D.C. Law 18-377 rewrote pars. (1) and (3)(A)(iii), which formerly read:
“(1) ‘Cellular telephone or other portable communication device’ means any device carried, worn, or stored that is designed, intended, or readily converted to create, receive, or transmit verbal or written messages or visual images, access or store data, or connect electronically to the Internet or any other electronic device and which allows communications in any form. The term ‘cellular telephone or other portable communication device’ includes portable 2-way pagers, hand-held radios, cellular telephones, Blackberry-type devices, personal digital assistants or PDAs, computers, cameras, or any components of these devices which are intended to be used to assemble such devices. The term ‘ cellular telephone or other portable communication device’ also includes any new technology that is developed for similar purposes.”

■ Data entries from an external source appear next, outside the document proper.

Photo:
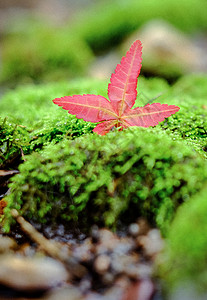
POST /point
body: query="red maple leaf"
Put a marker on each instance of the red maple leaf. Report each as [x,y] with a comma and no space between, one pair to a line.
[122,93]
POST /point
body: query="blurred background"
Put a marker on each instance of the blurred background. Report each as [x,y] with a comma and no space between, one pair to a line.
[51,40]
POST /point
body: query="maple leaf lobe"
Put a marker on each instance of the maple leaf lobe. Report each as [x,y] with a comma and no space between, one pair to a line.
[122,92]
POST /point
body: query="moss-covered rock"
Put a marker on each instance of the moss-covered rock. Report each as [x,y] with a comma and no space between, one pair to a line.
[12,139]
[55,55]
[43,122]
[190,123]
[105,179]
[30,109]
[185,256]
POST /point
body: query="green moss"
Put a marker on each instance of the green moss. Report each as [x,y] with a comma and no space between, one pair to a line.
[55,55]
[13,138]
[190,123]
[185,255]
[105,179]
[43,122]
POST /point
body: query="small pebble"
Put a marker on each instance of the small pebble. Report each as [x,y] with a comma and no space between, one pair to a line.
[134,229]
[102,264]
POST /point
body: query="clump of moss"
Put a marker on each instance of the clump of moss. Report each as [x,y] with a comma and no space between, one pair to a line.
[31,108]
[190,123]
[55,55]
[13,138]
[185,255]
[105,179]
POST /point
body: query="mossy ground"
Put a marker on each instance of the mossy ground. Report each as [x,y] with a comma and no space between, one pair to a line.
[175,174]
[123,175]
[185,256]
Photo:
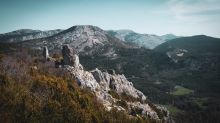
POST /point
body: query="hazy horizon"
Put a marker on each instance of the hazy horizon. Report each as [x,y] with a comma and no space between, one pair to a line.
[179,17]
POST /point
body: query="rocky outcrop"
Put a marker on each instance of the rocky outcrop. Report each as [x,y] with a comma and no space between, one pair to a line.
[101,83]
[45,53]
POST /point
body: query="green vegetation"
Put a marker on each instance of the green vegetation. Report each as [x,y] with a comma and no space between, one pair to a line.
[200,102]
[32,91]
[179,91]
[174,110]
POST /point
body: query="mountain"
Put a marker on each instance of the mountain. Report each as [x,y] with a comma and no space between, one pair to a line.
[142,40]
[26,34]
[168,37]
[40,88]
[86,39]
[181,74]
[199,44]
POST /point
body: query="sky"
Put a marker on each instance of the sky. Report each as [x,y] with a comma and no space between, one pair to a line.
[179,17]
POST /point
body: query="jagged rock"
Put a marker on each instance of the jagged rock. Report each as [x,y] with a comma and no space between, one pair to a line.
[101,82]
[111,71]
[45,53]
[69,56]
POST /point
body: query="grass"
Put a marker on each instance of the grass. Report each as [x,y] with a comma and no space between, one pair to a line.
[179,91]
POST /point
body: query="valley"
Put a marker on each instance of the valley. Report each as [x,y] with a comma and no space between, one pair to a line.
[182,74]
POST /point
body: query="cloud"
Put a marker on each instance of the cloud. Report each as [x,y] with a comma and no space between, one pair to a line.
[195,10]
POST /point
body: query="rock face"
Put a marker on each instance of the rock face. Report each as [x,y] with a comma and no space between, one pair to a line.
[26,34]
[69,55]
[86,39]
[45,53]
[102,83]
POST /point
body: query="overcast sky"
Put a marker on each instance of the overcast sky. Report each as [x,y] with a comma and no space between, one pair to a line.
[180,17]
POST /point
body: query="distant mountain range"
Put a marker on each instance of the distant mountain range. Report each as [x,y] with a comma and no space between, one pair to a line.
[26,34]
[156,64]
[142,40]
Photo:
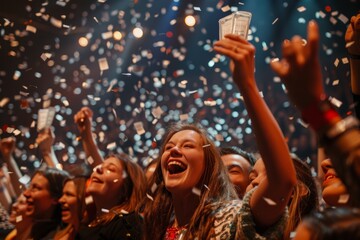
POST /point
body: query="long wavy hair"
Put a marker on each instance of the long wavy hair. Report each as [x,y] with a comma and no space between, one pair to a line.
[80,185]
[55,178]
[215,187]
[132,191]
[305,196]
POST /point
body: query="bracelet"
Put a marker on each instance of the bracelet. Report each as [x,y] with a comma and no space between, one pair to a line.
[319,114]
[354,56]
[338,129]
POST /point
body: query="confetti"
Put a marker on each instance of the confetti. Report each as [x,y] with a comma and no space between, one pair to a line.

“(iii) A cellular telephone, cell phone accessories, or other portable communication device.”
For temporary (90 days) amendment of this section, see § 3 of Stun Gun Regulation Congressional Review Emergency Amendment Act of 2017 (D.C. Act 22-31, Mar. 27, 2017, 64 DCR 3084).
For temporary (90 days) amendment of this section, see § 3 of Stun Gun Regulation Emergency Amendment Act of 2016 (D.C. Act 21-630, Jan. 24, 2017, 64 DCR 907).
For temporary (90 day) amendment of section, see § 210 of Omnibus Public Safety and Justice Emergency Amendment Act of 2009 (D.C. Act 18-181, August 6, 2009, 56 DCR 6903).
For temporary (90 day) amendment of section, see § 210 of Omnibus Public Safety and Justice Congressional Review Emergency Amendment Act of 2009 (D.C. Act 18-227, October 21, 2009, 56 DCR 8668).
For temporary (90 day) amendment of section, see § 510(a) of Public Safety Legislation Sixty-Day Layover Emergency Amendment Act of 2010 (D.C. Act 18-693, January 18, 2011, 58 DCR 640).
For temporary (90 day) amendment of section, see § 510(a) of Public Safety Legislation Sixty-Day Layover Congressional Review Emergency Amendment Act of 2011 (D.C. Act 19-45, April 20, 2011, 58 DCR 3701).
This section originated at a time when local government powers were delegated to a Board of Commissioners of the District of Columbia (see Acts Relating to the Establishment of the District of Columbia and its Various Forms of Governmental Organization in Volume 1). Section 401 of Reorganization Plan No. 3 of 1967 (see Reorganization Plans in Volume 1) transferred all of the functions of the Board of Commissioners under this section to a single Commissioner. The District of Columbia Self-Government and Governmental Reorganization Act, 87 Stat. 818, § 711 ( D.C. Code, § 1-207.11), abolished the District of Columbia Council and the Office of Commissioner of the District of Columbia. These branches of government were replaced by the Council of the District of Columbia and the Office of Mayor of the District of Columbia, respectively. Accordingly, and also pursuant to § 714(a) of such Act ( D.C. Code, § 1-207.14(a)), appropriate changes in terminology were made in this section.